ENTERTAINMENT

Song to Get You Through the Week: Michael Kane & the Morning Afters rock out with 'Tear This World Apart'

Victor D. Infante
Telegram & Gazette
Michael Kane & the Morning Afters' most recent song is "Tear This World Apart."

Worcester rockers Michael Kane & the Morning Afters have been tearing their way through a classic roots-rock sound lately, attacking it with a punk rock fervor, yes, but also really interrogating the music, looking for that spark that makes it magical.
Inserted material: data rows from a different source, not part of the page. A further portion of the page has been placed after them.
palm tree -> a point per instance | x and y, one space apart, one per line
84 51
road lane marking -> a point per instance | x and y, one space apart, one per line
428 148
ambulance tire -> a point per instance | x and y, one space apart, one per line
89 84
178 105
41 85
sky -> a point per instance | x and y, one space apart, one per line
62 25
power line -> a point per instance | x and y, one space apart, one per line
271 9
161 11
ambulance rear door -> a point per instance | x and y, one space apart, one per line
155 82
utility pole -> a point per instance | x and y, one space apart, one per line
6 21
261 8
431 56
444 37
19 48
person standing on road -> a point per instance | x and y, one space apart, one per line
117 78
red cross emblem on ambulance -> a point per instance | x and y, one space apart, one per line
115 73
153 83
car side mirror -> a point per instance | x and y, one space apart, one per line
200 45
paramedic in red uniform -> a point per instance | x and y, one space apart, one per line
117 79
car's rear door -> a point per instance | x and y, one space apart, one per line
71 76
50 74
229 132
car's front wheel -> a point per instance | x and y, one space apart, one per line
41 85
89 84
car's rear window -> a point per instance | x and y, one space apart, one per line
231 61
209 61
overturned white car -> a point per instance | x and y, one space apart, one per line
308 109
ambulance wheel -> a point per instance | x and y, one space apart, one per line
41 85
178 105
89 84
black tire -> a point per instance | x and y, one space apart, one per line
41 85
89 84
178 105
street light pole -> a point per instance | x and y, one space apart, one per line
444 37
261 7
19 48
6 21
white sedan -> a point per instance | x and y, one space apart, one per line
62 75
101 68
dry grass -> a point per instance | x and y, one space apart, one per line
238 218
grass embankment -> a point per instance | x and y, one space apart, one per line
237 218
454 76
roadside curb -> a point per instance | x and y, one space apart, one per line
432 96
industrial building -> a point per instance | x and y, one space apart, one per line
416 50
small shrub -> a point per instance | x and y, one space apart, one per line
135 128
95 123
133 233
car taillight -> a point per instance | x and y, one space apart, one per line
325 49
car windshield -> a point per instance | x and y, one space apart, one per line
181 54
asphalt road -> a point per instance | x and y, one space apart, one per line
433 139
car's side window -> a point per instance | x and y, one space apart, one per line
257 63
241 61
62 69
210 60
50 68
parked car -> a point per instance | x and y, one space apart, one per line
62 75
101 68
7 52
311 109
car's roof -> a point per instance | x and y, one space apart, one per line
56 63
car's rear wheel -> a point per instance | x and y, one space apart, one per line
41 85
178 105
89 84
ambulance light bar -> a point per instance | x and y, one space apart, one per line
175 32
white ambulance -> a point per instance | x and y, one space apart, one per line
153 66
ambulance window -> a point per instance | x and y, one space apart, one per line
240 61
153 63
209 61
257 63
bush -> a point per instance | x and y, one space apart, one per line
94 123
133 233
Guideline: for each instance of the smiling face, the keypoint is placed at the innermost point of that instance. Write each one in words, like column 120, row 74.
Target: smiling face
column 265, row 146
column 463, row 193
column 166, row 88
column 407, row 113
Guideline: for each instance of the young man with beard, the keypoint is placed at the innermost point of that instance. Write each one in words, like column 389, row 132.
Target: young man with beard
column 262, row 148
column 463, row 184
They did it not long ago with the single “Carol Kaye,” and now they're doing it again with “Tear This World Apart.” While these are two very different songs, they both eye rock 'n' roll's exuberance from an older point of view, which lends both songs a sort of emotional depth that seems to belie their classic sounds.

“I’ll begin with a sad song,” sings Kane, after a slow, moody and profanity-laden opening. “With my radio dial glowing on my bedroom wall/When I was young I’d hear that screaming/Late at night/And wonder what the other kids/Are seeing in the other side.” This is a familiar origin story for any rock lover, from Paul Simon's “Late in the Evening” to “Midnight Radio” from “Hedwig & the Angry Inch”: An ephemeral sound in the night that changes everything. It's familiar because a lot of us have lived it, and it still pulls at that same heartstring.
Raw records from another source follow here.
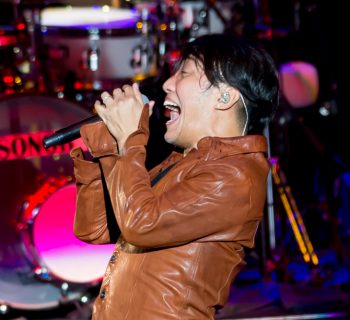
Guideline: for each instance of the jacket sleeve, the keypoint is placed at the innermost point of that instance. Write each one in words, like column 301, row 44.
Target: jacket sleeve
column 90, row 221
column 195, row 208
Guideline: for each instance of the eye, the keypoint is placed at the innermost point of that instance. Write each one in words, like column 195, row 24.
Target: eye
column 184, row 72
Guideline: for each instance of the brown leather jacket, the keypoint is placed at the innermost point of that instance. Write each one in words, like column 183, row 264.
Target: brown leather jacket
column 182, row 240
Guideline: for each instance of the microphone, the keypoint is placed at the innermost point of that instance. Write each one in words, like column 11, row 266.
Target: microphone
column 72, row 132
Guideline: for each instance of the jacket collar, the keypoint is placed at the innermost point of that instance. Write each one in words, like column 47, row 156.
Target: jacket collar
column 212, row 148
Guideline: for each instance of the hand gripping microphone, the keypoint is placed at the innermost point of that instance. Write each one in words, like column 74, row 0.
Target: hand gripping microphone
column 72, row 132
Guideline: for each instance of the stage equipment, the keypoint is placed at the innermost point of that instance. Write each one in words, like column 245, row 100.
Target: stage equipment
column 37, row 270
column 294, row 216
column 96, row 46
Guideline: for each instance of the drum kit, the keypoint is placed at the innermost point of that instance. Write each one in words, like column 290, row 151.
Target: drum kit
column 55, row 59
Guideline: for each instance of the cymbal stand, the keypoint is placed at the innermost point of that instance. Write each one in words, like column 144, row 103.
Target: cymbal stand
column 293, row 213
column 32, row 18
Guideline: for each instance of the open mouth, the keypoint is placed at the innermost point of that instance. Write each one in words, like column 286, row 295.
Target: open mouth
column 172, row 111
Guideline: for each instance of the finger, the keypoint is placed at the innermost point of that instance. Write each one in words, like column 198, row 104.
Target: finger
column 105, row 96
column 150, row 106
column 100, row 109
column 128, row 90
column 118, row 93
column 137, row 92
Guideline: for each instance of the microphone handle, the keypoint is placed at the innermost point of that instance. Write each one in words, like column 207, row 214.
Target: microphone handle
column 69, row 133
column 72, row 132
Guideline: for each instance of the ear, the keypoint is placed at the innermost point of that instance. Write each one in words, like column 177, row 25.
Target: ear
column 228, row 96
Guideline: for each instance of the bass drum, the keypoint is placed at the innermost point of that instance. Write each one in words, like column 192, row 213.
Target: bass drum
column 47, row 232
column 24, row 168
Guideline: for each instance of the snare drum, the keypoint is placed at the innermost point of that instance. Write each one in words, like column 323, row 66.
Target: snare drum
column 94, row 44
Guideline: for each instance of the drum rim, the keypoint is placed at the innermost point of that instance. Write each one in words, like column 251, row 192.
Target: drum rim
column 83, row 31
column 31, row 95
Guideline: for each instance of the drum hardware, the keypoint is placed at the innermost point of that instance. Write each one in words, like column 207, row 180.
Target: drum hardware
column 37, row 190
column 143, row 55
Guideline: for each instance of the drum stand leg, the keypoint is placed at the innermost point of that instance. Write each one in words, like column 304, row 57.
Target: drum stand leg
column 293, row 213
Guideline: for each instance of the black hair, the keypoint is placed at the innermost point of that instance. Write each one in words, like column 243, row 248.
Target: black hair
column 244, row 65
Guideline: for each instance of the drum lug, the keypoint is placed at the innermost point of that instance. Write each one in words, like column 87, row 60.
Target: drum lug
column 4, row 308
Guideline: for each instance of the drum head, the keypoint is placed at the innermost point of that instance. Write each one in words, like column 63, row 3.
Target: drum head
column 66, row 257
column 21, row 116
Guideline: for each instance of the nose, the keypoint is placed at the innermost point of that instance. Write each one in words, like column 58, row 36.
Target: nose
column 169, row 84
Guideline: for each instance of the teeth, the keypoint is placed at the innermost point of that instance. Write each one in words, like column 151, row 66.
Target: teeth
column 171, row 106
column 169, row 103
column 176, row 109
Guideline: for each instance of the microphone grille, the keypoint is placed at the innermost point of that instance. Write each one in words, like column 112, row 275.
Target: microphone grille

But where Kane and company pivot is in perspective. Without ever overtly stating it, Kane seems to be mulling on something that's been lost in rock 'n' roll: “An' all the older ones as we tear this world apart,” he sings, “And all those other ones/Are just the same old songs about/Breaking each other’s hearts/And all the older ones, we tear this world apart.”

They don't build 'em like they used to? If it's too loud, you're too young? Whatever the intention there, “Tear This World Apart” is, to borrow a phrase, a straight-up banger. The song manages to strike a balance between a lean, back-to-basics melody and a rich, full sound. In addition to Kane's guitar and gravelly, soulful vocals, the song also features band regulars Franklin Siplas on electric guitar, Timmy Weagle on bass, Jeff Hoey on drums and Joe Ferraro on piano and keyboards, as well as lead guitar from guest James Lynch, guitar by Roger Lavallee and harmonies and background vocals by Helen Sheldon. If that sounds like a lot of guitar, you'd be right, but somehow it all feels very organic, and it plays a nice counterpoint to Ferraro's bright piano rolls, which bring out the song's vintage stylings.

Ultimately, this is an extremely catchy song with an excellent sense of groove, but what makes it particularly compelling is that there's something ephemeral in it that really feels like what it was like to discover rock 'n' roll for the first time, when it was young and dangerous and alive, before it became too familiar and self-important … when it really felt like a handful of instruments could tear the world apart. Who knows? Maybe they still can.